There are some very astute observations in this thread.
As someone who has struggled with weight my whole life (severely) I can attest to the fact that much of what has been said here is spot on. Back in 97, I set a land speed record for losing upwards of 130 pounds in about 7 months.
By 2005 (and after a severe back injury limiting mobility) every ounce of it is back on, plus another 50 to boot. My present body type is basically Doyle Brunson, pre-Gastric Bypass, although I’m working to get it back down to a more healthy range.
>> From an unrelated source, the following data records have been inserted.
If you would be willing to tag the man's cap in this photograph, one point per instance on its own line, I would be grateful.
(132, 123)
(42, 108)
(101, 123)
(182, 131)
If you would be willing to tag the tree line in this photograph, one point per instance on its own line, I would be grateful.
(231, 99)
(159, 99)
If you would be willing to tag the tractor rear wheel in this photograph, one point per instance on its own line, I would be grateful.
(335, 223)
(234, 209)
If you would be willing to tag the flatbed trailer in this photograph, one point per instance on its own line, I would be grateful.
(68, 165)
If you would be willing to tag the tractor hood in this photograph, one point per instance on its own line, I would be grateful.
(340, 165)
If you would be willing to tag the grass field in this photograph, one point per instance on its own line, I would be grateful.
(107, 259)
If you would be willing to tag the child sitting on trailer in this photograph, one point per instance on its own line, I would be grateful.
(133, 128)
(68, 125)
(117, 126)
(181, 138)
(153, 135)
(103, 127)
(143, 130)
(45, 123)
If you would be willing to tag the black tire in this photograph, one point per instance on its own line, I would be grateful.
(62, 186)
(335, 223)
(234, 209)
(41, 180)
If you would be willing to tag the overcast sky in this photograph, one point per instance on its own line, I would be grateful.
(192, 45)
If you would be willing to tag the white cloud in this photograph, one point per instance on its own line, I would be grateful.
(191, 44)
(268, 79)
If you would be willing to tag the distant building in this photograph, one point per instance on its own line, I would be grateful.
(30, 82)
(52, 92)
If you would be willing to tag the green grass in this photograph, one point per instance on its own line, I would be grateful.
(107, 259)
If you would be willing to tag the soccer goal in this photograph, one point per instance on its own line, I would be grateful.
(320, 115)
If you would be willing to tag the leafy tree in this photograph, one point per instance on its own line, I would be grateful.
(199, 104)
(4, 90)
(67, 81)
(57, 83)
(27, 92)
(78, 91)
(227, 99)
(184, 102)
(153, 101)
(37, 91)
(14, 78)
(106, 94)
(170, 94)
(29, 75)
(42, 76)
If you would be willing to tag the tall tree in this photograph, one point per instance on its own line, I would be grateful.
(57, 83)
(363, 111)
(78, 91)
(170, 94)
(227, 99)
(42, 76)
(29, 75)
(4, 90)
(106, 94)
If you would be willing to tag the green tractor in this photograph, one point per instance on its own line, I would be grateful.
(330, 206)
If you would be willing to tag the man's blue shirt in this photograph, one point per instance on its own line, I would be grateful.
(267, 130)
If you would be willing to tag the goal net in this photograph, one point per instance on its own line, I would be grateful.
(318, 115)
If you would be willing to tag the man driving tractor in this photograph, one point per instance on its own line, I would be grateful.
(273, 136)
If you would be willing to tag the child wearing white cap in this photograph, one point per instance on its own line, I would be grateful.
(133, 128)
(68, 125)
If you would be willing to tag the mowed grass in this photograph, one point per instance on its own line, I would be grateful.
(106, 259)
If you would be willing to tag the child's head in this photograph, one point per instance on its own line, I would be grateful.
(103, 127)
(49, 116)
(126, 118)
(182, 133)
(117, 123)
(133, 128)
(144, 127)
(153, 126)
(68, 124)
The thing is, back injury aside, I entirely agree with those who say this is purely an issue of willpower. The concept of human frailty as a rationalization for failures in adults is nothing more than an excuse; at times partially valid, but an ‘excuse’ none the less. Sort of how "environment" and "socioeconomics" are used to rationalize other certain behaviors amongst certain subsets of people, the frailty of any given adult shouldn't be cited as a reason for their own failures. Rather, ‘frailty’ should be viewed as a character defect and purged accordingly, instead as being codified as a ready-made excuse, there to trot out whenever anyone [censored] up. The reason I specify adults is that there is indeed an inherent degree of frailty in children and young adults. One would hope that by the time they grow up, it will be gone.

One thing the 1960's did to us as a nation was to eliminate the idea that individual character building and personal culpability. In our present age, we dismiss failings as "human frailty" and usually pass off the idea of culpability on some broad, marginally valid social theorem.